I think it does work. If we are reasonably confident with a puzzle’s difficulty as a rank, then we can be reasonably confident when this is converted to a category - so no problem there. And if we are not confident in the difficulty as a rank then we might also be low confidence in the difficulty as a category, but then we end up no worse than we started (or maybe slightly better because, as above, fixing a category is probably easier than fixing a rank). But then again, an inaccurate rank might become an accurate difficulty category, which is a win.

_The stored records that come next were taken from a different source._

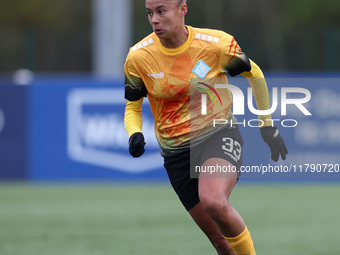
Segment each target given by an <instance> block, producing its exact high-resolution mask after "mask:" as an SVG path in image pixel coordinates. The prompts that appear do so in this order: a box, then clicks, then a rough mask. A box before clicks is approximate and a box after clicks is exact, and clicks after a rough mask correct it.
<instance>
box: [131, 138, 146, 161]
mask: <svg viewBox="0 0 340 255" xmlns="http://www.w3.org/2000/svg"><path fill="white" fill-rule="evenodd" d="M144 146H145V142H144V136H143V134H142V133H141V132H137V133H134V134H133V135H132V136H131V137H130V139H129V152H130V154H131V156H132V157H134V158H138V157H140V156H142V155H143V153H144V151H145V149H144Z"/></svg>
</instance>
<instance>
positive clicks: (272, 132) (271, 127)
mask: <svg viewBox="0 0 340 255" xmlns="http://www.w3.org/2000/svg"><path fill="white" fill-rule="evenodd" d="M260 132H261V135H262V138H263V140H264V141H265V142H266V143H267V144H268V146H269V148H270V150H271V153H272V156H271V158H272V160H273V161H274V162H277V161H278V160H279V158H280V154H281V158H282V159H283V160H285V159H286V154H288V150H287V147H286V145H285V142H284V141H283V139H282V137H281V135H280V133H279V130H278V129H277V127H276V126H274V127H262V128H260Z"/></svg>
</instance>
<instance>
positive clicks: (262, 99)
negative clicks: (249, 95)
mask: <svg viewBox="0 0 340 255" xmlns="http://www.w3.org/2000/svg"><path fill="white" fill-rule="evenodd" d="M224 40H225V42H226V47H224V50H223V51H222V54H221V56H222V57H221V60H222V63H224V64H223V66H222V68H223V70H225V71H226V72H227V73H228V74H229V75H231V76H236V75H239V74H241V75H242V76H244V77H246V78H247V79H248V81H249V84H250V86H251V87H252V90H253V95H254V98H255V102H256V106H257V109H258V110H268V109H270V102H269V92H268V86H267V83H266V80H265V78H264V75H263V73H262V71H261V69H260V68H259V66H258V65H256V64H255V63H254V62H253V61H252V60H250V59H249V58H248V57H247V56H246V55H245V54H244V53H243V52H242V51H241V48H240V47H239V45H238V44H237V42H236V41H235V39H234V38H233V37H231V38H228V37H227V36H226V37H225V39H224ZM259 120H260V126H262V127H261V128H260V132H261V136H262V138H263V140H264V141H265V142H266V143H267V144H268V146H269V148H270V150H271V158H272V160H273V161H275V162H276V161H278V160H279V157H280V155H281V158H282V159H283V160H285V159H286V154H287V153H288V150H287V148H286V145H285V143H284V141H283V139H282V137H281V135H280V133H279V131H278V129H277V127H275V126H272V123H273V122H272V118H271V115H270V114H269V115H259Z"/></svg>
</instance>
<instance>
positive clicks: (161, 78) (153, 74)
mask: <svg viewBox="0 0 340 255" xmlns="http://www.w3.org/2000/svg"><path fill="white" fill-rule="evenodd" d="M148 76H149V77H152V78H155V79H163V78H164V73H163V72H160V73H149V74H148Z"/></svg>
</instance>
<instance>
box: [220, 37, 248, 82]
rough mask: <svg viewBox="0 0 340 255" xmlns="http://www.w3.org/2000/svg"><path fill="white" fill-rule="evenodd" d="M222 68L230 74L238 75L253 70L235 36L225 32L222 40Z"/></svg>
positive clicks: (221, 51)
mask: <svg viewBox="0 0 340 255" xmlns="http://www.w3.org/2000/svg"><path fill="white" fill-rule="evenodd" d="M220 70H221V71H222V72H226V73H228V74H229V75H230V76H236V75H239V74H241V73H243V72H248V71H250V70H251V64H250V61H249V59H248V57H247V56H246V54H244V53H243V52H242V50H241V47H240V46H239V45H238V43H237V41H236V40H235V38H234V37H233V36H231V35H228V34H224V35H223V36H222V40H221V58H220Z"/></svg>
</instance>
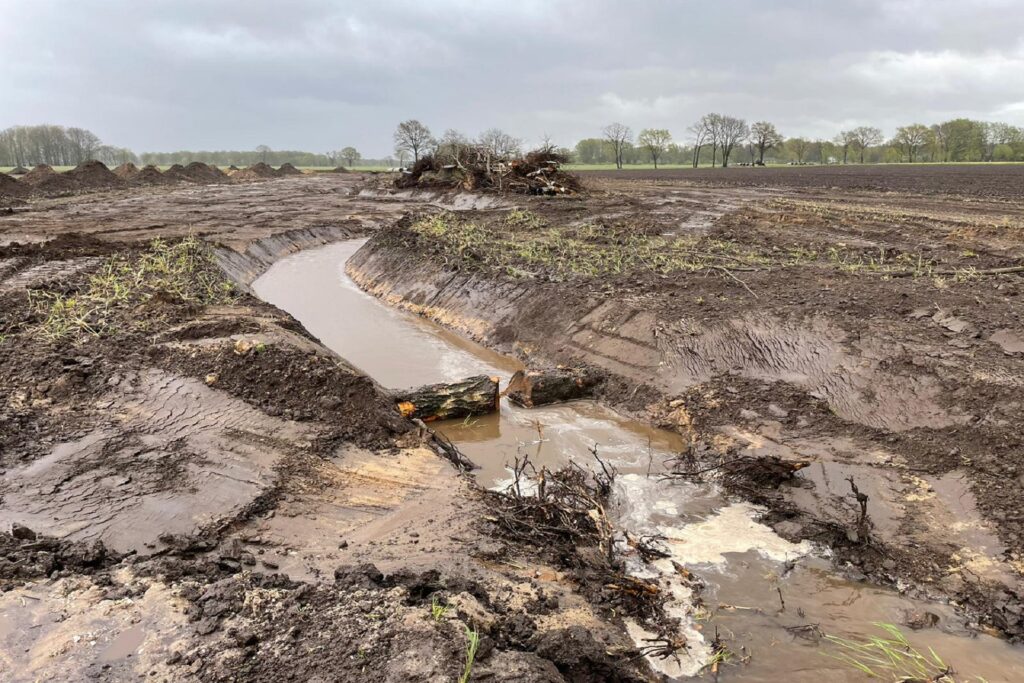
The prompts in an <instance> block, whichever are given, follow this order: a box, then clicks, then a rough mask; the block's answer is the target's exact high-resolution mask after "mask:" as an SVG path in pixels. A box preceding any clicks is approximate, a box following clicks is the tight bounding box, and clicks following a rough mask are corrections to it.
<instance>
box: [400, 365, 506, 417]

Although, we don’t even need to convert. Just leave the existing puzzles with a rank difficulty and add the difficulty categories to the top of the drop-down menu so new puzzles can use those (or rank if the author really wants to). This then becomes an almost trivial change to implement.

There’s nothing wrong with doing some puzzles that are a bit on the easy side or a bit on the hard side. If there way too hard, then yeah, not so useful. But a bit on the hard side will push you further, and easy ones are good for practicing fast reading and making sure the fundamentals are solid. This is why I think broad categories are actually better - so you get a mix of puzzles in your target range. I doubt very much that a player who is, say, 10k would not benefit from puzzles accurately ranked anywhere from 15k to 5k, or even outside those limits.

@shinuito and @ckersch - I agree that some sort of automatic ranking system would better in the long term but the trivial change of adding difficulty categories to the top of the drop-down menu can be done now to improve the situation until a robust system is devised and implemented.